Queries of this type are not supported.

Use double quotes instead, eg: select \* from "inventory"."bucket-name" limit 10

SHOW CREATE TABLE "inventory"."bucket-name"

Queries of this type are not supported.

Use single quotes instead, eg:

SHOW CREATE TABLE `inventory`.`bucket-name`
select * from extract
where batch >= '2019-12-01'

Queries of this type are not supported.

extract is a keyword, enclose it in double quotes.

SHOW CREATE TABLE `inventory`.`bucket-name`

FAILED: Execution Error, return code 1 from org.apache.hadoop.hive.ql.exec.DDLTask. java.lang.NullPointerException

Add the serde parameter serialization.format=1 to your glue table.

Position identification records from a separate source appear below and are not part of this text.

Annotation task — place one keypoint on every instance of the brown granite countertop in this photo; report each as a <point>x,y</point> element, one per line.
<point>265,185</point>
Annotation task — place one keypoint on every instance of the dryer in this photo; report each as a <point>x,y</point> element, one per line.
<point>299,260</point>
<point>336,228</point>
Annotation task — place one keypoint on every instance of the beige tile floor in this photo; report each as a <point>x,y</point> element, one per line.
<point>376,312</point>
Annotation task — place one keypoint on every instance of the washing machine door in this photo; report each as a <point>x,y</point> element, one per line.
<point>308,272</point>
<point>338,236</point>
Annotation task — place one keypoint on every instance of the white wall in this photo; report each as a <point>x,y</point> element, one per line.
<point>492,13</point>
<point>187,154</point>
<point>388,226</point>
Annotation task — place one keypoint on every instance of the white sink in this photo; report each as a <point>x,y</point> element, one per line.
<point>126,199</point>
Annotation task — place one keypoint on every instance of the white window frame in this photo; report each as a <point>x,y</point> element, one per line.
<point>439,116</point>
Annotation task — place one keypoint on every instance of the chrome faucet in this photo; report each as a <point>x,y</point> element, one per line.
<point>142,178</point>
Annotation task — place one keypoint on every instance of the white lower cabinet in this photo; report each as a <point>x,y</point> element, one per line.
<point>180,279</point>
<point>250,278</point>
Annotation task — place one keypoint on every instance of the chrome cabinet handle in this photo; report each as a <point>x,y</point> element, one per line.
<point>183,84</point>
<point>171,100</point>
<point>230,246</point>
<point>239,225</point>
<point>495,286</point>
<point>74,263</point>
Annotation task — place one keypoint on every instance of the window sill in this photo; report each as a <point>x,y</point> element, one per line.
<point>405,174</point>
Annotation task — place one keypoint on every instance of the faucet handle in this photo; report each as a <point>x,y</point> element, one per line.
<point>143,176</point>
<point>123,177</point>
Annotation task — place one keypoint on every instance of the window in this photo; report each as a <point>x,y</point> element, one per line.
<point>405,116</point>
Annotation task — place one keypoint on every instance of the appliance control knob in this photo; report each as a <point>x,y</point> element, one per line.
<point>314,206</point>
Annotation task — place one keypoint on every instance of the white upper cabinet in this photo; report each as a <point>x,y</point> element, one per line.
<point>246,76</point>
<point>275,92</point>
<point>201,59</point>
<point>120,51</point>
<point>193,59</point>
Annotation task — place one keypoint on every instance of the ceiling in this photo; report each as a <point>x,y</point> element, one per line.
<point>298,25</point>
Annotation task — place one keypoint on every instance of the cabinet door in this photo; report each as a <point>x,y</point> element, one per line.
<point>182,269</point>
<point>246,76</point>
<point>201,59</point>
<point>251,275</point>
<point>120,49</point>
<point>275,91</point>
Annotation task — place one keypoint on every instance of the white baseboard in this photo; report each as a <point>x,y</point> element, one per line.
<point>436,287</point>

Partitions not being added to glue table

This can happen if:

  • the role doesn't have glue:BatchCreatePartition
  • the s3 path is in camel case

See here.

Partitions missing from filesystem

Use ALTER TABLE .. DROP PARTITION .. to remove the partition.

[ErrorCategory:USER_ERROR, ErrorCode:DDL_FAILED], Detail:FAILED: Execution Error, return code 1 from org.apache.hadoop.hive.ql.exec.DDLTask

There may be some data that doesn't match the table definition.